The recent rise in prominent transformer-based language models (LMs) has underscored the need for research into their workings. Understanding these mechanisms is essential for the safety, fairness, reduction of biases and errors of advanced AI systems, particularly in critical contexts. Therefore, there has been an increase in research within the Natural Language Processing (NLP) community, focusing on interpretability in language models for more robust insights into their operations.
Past surveys have detailed a variety of techniques used in Explainable AI analyses and their applications within NLP. Earlier assessments primarily focused on encoder-based models such as BERT. However, the advent of decoder-only Transformers has led to developments in examining these powerful generative models. Concurrently, research has explored trends in interpretability and their correlation to AI safety, highlighting the evolving sphere of interpretability studies in the NLP domain.
Researchers from Universitat Politècnica de Catalunya, CLCG, University of Groningen, and FAIR, Meta have conducted a study that offers an in-depth technical overview of techniques used in LM interpretability research. The methods for LM interpretability discussed are categorized into two dimensions: those that localize inputs or model components for predictions and those that decode information within learned representations. Crucially, the research offers an extensive list of insights into the workings of Transformer-based LMs and provides a guide to useful tools for conducting interpretability analyses on these models.
The research puts forward two types of methods allowing for localizing model behavior: input attribution and model component attribution. Both of these have already indicated valuable insights into the ways language models work. Probing uses supervised models to predict input properties from intermediate representations, whereas other methods like the Sparse Autoencoders, disentangle features in models, promoting interpretable representations. They also provide details about several open-source software libraries, such as Captum, that help facilitate interpretability studies on Transformer-based LMs.
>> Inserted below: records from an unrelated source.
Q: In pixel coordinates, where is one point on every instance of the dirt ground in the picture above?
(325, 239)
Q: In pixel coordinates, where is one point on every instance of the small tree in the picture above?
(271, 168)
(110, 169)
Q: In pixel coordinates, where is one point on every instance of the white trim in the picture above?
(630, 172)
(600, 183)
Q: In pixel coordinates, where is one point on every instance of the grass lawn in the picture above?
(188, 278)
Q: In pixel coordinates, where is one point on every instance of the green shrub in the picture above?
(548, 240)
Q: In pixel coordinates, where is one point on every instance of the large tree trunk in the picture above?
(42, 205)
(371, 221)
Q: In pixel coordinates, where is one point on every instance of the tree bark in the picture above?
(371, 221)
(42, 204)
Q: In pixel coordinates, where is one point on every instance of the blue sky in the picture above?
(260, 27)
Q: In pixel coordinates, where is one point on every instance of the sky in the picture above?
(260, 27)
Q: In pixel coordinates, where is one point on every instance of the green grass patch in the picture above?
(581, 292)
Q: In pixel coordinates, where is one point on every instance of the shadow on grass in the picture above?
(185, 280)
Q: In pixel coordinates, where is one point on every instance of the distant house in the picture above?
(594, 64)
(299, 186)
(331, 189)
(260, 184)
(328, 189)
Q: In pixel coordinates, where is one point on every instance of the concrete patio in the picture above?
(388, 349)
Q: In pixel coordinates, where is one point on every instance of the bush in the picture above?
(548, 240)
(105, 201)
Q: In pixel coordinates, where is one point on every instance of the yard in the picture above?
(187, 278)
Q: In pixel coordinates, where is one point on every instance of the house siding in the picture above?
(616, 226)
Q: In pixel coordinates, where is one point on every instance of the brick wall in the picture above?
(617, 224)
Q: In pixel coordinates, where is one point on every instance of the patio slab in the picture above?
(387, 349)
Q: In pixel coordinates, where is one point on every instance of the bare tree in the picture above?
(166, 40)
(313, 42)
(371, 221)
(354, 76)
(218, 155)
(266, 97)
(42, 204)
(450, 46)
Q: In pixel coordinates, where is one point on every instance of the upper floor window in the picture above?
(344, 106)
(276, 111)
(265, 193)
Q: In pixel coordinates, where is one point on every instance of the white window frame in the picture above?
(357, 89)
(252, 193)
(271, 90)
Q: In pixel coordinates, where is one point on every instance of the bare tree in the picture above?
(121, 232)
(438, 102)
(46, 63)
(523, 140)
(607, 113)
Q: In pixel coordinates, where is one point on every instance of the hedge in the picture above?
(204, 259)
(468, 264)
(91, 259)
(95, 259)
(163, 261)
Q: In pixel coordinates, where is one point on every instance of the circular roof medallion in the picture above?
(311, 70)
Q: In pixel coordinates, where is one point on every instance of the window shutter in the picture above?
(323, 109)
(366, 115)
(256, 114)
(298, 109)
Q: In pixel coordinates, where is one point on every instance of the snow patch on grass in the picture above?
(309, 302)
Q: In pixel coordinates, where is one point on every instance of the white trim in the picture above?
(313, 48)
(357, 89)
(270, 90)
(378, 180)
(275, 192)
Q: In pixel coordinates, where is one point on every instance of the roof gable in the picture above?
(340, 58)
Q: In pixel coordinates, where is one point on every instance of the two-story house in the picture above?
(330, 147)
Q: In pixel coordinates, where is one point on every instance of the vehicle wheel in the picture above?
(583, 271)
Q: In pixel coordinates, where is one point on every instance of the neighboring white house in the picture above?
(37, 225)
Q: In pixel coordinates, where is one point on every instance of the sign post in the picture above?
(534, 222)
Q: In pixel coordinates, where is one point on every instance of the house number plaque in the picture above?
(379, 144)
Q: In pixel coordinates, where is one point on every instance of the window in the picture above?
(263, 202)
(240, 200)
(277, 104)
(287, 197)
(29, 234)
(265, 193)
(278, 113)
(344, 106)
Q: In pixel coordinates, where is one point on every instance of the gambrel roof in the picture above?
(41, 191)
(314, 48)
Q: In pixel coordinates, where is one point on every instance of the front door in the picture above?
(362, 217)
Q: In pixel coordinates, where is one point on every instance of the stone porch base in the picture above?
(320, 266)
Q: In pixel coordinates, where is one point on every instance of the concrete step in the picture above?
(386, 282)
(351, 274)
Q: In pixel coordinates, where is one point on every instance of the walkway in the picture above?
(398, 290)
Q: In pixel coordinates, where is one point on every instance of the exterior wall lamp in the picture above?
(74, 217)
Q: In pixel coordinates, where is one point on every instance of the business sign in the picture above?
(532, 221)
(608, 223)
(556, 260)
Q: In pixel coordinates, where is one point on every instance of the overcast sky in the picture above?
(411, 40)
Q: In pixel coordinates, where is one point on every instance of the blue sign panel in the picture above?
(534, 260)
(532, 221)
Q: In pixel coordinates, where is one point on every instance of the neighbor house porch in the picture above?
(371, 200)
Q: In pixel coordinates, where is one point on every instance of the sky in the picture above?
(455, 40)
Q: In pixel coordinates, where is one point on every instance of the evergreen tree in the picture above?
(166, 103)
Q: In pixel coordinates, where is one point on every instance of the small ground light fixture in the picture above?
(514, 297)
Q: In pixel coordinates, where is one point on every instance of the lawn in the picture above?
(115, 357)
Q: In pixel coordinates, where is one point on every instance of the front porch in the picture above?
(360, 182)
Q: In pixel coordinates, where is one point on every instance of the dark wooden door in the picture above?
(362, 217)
In summary, this thorough study emphasizes the need to understand the inner workings of Transformer-based language models to ensure their safety and fairness and minimize bias. The research contributes significantly to the growing field of AI interpretability by examining interpretability techniques and the insights acquired from model analyses. The study categorization of interpretability methods enhances comprehension in the field and facilitates ongoing attempts to improve model transparency and interoperability.